I am trying to feed data for multiple inputs (2 inputs) for Keras (Tenserflow) for TPU training, but I get this error:
ValueError: The dataset returned a non-Tensor type
((<class 'tensorflow.python.framework.ops.Tensor'>,
<class 'tensorflow.python.framework.ops.Tensor'>)) at index 0
I tried this link: tf.data with multiple inputs / outputs in Keras
def train_input_fn(batch_size=1024):
dataset_features = tf.data.Dataset.from_tensor_slices((x_train_h, x_train_l))
dataset_label = tf.data.Dataset.from_tensor_slices(Y_train)
dataset = tf.data.Dataset.zip((dataset_features, dataset_label)).batch(batch_size, drop_remainder=True)
return dataset
history = tpu_model.fit(train_input_fn,
steps_per_epoch = 30,
epochs = 100,
validation_data = test_input_fn,
validation_steps = 1,
callbacks = [tensorboard])
[model]: https://take.ms/jO4P5
---------------------------------------------------------------------------
ValueError Traceback (most recent call last)
<ipython-input-242-65c6d5a98fb7> in <module>()

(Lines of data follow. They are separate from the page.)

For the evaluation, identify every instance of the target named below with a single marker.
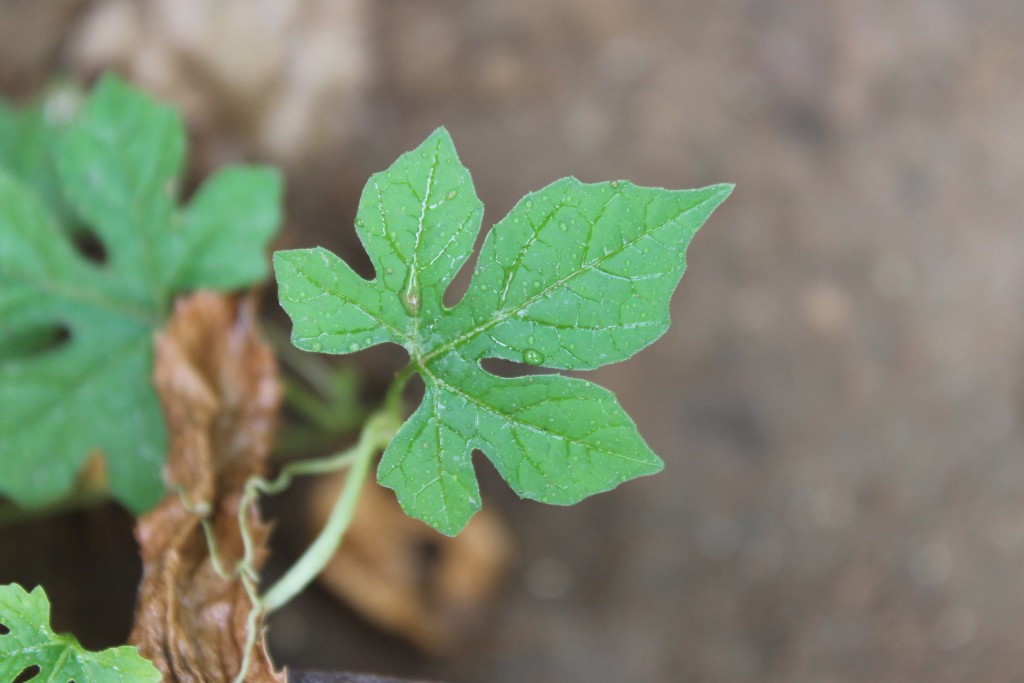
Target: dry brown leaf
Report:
(217, 382)
(282, 79)
(407, 578)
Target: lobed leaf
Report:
(576, 276)
(76, 349)
(29, 642)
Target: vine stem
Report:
(376, 435)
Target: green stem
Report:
(376, 435)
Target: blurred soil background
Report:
(840, 402)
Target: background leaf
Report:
(88, 388)
(30, 642)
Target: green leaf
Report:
(30, 642)
(576, 276)
(118, 165)
(27, 151)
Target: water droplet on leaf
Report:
(532, 357)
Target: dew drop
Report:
(411, 296)
(532, 357)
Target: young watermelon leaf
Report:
(577, 276)
(27, 135)
(76, 342)
(28, 642)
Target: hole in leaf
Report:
(34, 341)
(28, 674)
(503, 368)
(89, 246)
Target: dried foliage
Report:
(217, 382)
(428, 588)
(279, 78)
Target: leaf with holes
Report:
(28, 643)
(577, 276)
(76, 345)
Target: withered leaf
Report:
(407, 578)
(217, 383)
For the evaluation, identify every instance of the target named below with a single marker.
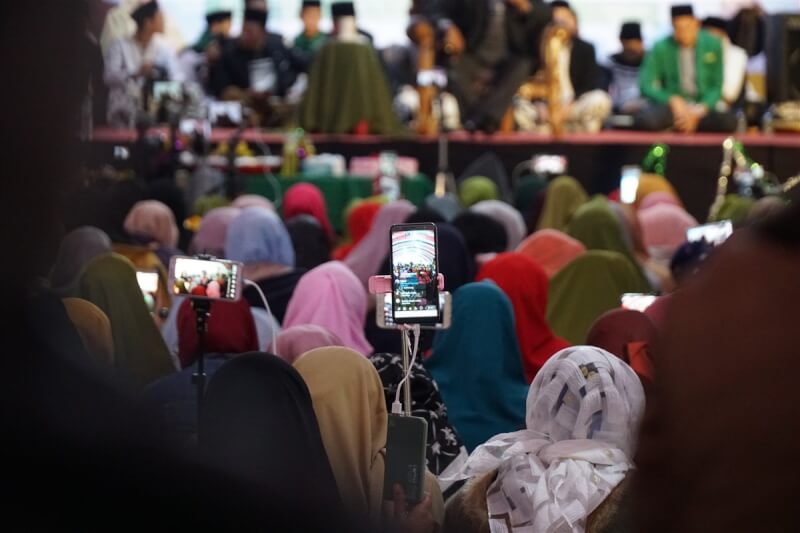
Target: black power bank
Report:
(405, 457)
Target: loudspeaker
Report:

12 validation_data = test_input_fn,
13 validation_steps = 1,
---> 14 callbacks = [tensorboard,
15 #checkpointer
16 ]
/usr/local/lib/python3.6/dist-packages/tensorflow/contrib/tpu/python/tpu/keras_support.py in fit(self, x, y, batch_size, epochs, verbose, callbacks, validation_split, validation_data, shuffle, class_weight, sample_weight, initial_epoch, steps_per_epoch, validation_steps, **kwargs)
1486 'be None')
1487 infeed_manager = TPUDatasetInfeedManager(
-> 1488 dataset, self._tpu_assignment, model_fn_lib.ModeKeys.TRAIN)
1489 # Use dummy numpy inputs for the rest of Keras' shape checking. We
1490 # intercept them when building the model.
/usr/local/lib/python3.6/dist-packages/tensorflow/contrib/tpu/python/tpu/keras_support.py in __init__(self, dataset, tpu_assignment, mode)
722 mode: ModeKeys enum.
723 """
--> 724 self._verify_dataset_shape(dataset)
725
726 self._dataset = dataset
/usr/local/lib/python3.6/dist-packages/tensorflow/contrib/tpu/python/tpu/keras_support.py in _verify_dataset_shape(self, dataset)
783 if cls != ops.Tensor:
784 raise ValueError('The dataset returned a non-Tensor type (%s) at '
--> 785 'index %d.' % (cls, i))
786 for i, shape in enumerate(dataset.output_shapes):
787 if not shape:
ValueError: The dataset returned a non-Tensor type ((<class 'tensorflow.python.framework.ops.Tensor'>, <class 'tensorflow.python.framework.ops.Tensor'>)) at index 0.